Vacances des politiques : les clichés ont la belle vie

Pour ses premiers congés en tant que président, Emmanuel Macron a choisi Marseille, avec la volonté de s’afficher dans une ville à l’image populaire. Et comme souvent, les photos de vacances des personnalités politiques sont des condensés de communication.
par Pierre Steinmetz et MIELCZARECK Elodie
publié le 20 août 2017 à 18h06
(mis à jour le 20 août 2017 à 18h36)

Qu’il est loin le temps des soirées tropéziennes de Georges Pompidou qui, cigare aux lèvres, festoyait au milieu de la jet-set parisienne. Loin le temps où Jacques Chirac, alors président de la République, prenait un jet privé pour aller se dorer la pilule sur les plages de l’île Maurice. En passant ses vacances à Marseille, le président Macron la joue - beaucoup - plus sobre. Avec une obsession : ne pas reproduire les fiascos de ses prédécesseurs. Comme Nicolas Sarkozy et ses Ray-Ban sur le yacht du milliardaire Vincent Bolloré, qui a renvoyé l’image d’un chef de l’Etat bling-bling. Ou François Hollande en maillot de bain sur les plages de Brégançon (Var), le renvoyant à une image de président trop normal. Au moment de construire son image de chef de l’Etat en vacances, Emmanuel Macron veut se démarquer.

Depuis son arrivée dans la deuxième ville de France, il y a un peu plus d'une semaine, il soigne ainsi sa communication. Visite du château de Marcel Pagnol, entraînement de foot avec les joueurs de l'Olympique de Marseille, rencontre avec les ouvriers du chantier naval Borg, à l'entrée du Vieux-Port… A chaque jour, son lot de cartes postales. «Les vacances font les politiques. Elles façonnent la manière dont les Français vont les percevoir.
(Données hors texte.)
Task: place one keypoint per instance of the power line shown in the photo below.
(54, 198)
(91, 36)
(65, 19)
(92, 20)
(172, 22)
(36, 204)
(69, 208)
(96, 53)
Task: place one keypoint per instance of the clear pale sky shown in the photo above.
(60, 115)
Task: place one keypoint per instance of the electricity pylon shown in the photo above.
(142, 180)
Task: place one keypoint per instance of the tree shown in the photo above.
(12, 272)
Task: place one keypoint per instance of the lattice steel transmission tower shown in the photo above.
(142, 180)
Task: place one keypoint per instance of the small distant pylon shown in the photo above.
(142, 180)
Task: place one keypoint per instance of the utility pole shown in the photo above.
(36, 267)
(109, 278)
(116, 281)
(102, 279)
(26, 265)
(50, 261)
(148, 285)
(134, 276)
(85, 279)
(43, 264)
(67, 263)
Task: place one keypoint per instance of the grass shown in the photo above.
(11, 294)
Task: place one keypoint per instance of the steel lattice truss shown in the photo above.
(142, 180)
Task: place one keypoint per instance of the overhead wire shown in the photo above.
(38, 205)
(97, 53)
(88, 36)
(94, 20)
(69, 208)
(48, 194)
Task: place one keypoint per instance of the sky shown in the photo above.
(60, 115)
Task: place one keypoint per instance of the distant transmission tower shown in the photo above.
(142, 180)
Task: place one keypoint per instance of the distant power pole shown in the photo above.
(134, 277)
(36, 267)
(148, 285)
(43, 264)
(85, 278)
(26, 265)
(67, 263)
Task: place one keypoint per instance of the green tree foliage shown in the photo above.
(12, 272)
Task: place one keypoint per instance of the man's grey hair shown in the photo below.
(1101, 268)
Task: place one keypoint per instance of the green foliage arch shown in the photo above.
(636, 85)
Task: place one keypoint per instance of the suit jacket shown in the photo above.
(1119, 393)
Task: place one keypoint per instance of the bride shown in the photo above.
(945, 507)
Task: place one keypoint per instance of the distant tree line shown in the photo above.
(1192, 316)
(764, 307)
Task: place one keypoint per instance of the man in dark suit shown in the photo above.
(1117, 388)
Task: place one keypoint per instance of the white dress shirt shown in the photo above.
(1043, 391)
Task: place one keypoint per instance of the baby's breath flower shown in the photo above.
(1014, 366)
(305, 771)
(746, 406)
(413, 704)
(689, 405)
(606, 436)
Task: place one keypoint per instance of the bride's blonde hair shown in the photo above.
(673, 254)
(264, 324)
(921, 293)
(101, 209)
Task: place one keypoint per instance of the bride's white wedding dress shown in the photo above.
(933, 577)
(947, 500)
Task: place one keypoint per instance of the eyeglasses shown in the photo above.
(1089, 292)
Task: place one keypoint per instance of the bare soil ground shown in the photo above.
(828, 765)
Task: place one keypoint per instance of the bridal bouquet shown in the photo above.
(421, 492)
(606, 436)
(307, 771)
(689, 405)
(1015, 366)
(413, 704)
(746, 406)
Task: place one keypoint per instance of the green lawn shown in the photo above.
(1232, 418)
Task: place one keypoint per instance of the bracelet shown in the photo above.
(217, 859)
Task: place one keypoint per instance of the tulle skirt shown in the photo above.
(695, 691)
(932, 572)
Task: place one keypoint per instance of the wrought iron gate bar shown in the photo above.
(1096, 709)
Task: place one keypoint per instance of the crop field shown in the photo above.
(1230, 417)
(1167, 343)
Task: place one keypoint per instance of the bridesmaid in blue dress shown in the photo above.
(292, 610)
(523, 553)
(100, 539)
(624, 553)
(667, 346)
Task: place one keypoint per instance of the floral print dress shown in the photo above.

C'est un moment primordial», rappelle Florian Silnicki, expert en communication politique et fondateur de l'agence LaFrenchCom'. Et «Jupiter» l'a très bien compris. Exit, donc, les images qu'il n'a pas conçues et imaginées à l'avance. Quitte à chahuter - une fois de plus - la liberté des journalistes. Mardi, l'Elysée a ainsi indiqué que le Président avait porté plainte contre un photographe pour «harcèlement et tentative d'atteinte à la vie privée».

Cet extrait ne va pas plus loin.